The Art of Mario Miranda
- Ranjit Hoskote
I began by suggesting that Mario has not been accorded the full measure of recognition that his art deserves. It occurs to me that this may, partly, have to do with the nature of his practice. His work has been distributed across the media and calibrated by the assignment; it has been presented to various publics in episodic bursts, ephemeral fragments, occasional spreads; it has only fitfully been shown in the form of an exhibition, and then only as the precipitate of an overseas trip or an assignment. As viewers, we have never, before the publication of this book, been able to see his work in its totality; or indeed, as a totality. Many discoveries await us here, and many aspects of Mario’s art manifest themselves with the suddenness and conviction of epiphanies. For myself, I realised what a wonderful eye he has for architecture, not in the obvious sense of capturing façades and colonnades, but for grasping and communicating the nuanced rhythms of interaction between built form and daily life.

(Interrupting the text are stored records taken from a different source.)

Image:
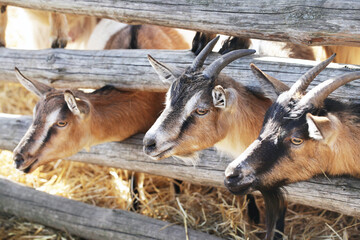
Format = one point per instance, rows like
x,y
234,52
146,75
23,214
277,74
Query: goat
x,y
110,34
205,108
303,135
66,121
344,54
81,114
61,29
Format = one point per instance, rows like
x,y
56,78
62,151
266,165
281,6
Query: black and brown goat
x,y
303,135
205,108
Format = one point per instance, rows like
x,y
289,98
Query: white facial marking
x,y
49,121
313,130
191,104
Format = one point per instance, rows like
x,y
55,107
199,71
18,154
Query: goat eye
x,y
296,141
61,123
201,111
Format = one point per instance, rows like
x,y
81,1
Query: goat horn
x,y
317,95
200,59
215,67
304,81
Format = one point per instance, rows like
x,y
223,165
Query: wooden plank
x,y
299,21
337,194
130,69
84,220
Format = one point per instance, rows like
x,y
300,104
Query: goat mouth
x,y
163,154
239,187
28,167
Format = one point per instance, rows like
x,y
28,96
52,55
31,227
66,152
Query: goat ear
x,y
32,85
320,127
271,86
219,97
77,107
167,74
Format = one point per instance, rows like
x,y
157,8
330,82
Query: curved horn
x,y
304,81
215,67
200,59
317,95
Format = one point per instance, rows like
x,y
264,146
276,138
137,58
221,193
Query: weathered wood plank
x,y
130,69
84,220
338,194
300,21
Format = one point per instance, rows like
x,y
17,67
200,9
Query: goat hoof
x,y
59,43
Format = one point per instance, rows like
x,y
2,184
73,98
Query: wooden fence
x,y
308,22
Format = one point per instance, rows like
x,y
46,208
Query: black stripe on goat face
x,y
272,160
188,122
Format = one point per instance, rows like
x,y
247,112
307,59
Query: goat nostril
x,y
19,160
234,174
149,145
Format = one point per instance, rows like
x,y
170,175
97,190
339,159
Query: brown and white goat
x,y
66,121
303,135
206,108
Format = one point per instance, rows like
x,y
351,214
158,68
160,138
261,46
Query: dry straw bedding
x,y
212,210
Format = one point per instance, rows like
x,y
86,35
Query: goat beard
x,y
275,209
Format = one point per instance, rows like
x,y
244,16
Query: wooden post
x,y
128,154
299,21
84,220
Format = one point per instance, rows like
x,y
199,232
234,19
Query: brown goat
x,y
107,114
66,121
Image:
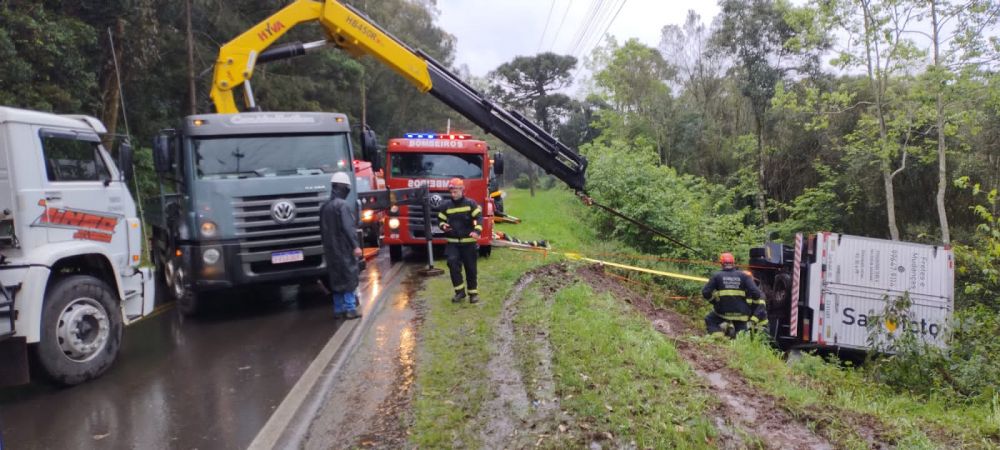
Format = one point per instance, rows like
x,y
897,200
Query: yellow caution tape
x,y
579,257
643,269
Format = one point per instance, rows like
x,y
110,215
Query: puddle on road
x,y
373,389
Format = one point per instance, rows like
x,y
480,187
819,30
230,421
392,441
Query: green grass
x,y
615,374
826,393
605,355
452,378
452,381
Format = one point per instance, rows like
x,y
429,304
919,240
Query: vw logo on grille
x,y
283,211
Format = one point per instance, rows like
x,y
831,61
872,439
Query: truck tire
x,y
373,239
189,303
81,330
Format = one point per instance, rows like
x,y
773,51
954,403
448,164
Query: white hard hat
x,y
340,178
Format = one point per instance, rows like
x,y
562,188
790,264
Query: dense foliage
x,y
870,117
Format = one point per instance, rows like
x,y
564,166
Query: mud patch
x,y
520,414
745,417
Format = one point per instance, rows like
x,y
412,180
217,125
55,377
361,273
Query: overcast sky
x,y
492,32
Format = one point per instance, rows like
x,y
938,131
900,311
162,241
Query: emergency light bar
x,y
436,136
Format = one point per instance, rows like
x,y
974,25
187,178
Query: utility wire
x,y
608,27
589,26
555,39
548,18
583,25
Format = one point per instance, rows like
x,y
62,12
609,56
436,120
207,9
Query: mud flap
x,y
14,362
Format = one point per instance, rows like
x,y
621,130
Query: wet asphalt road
x,y
210,382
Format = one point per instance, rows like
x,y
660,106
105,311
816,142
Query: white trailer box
x,y
853,278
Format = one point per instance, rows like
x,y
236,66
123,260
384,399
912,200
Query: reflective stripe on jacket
x,y
462,216
730,289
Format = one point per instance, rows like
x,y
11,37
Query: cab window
x,y
70,158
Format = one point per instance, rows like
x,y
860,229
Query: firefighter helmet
x,y
727,260
340,178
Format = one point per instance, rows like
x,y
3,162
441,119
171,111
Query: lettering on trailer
x,y
91,226
270,29
922,327
431,183
436,143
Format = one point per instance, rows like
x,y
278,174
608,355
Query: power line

Mario’s New York suite of 1985 (Pgs 199-211) is a sustained study in verticality: we are impressed by the clean, soaring lines of the skyscrapers of Manhattan, and yet their scale is never oppressively Olympian, for it is humanised by the liveliness of signage and street life. His 1993 Israel series (Pgs 215-220) is also distinguished by its lovely evocations of archways and domes; and in his Portugal sequence (Pgs230-233), there occurs one of his finest architectural vistas, the portrait of a city climbing a hillside in stately measure, roof by pointed and gabled roof, wall by mounting wall, the grand ensemble of houses peaking in the crenellations of a castle. It strikes me that this could well be a metaphor for Mario Miranda’s art - a stimulating variousness of interest and approach, all gathered together into the teeming vibrancy of a quest; a choreography of images that, even as they narrate worlds past and elsewhere into being, grow into an inviting and intriguing universe in its own right.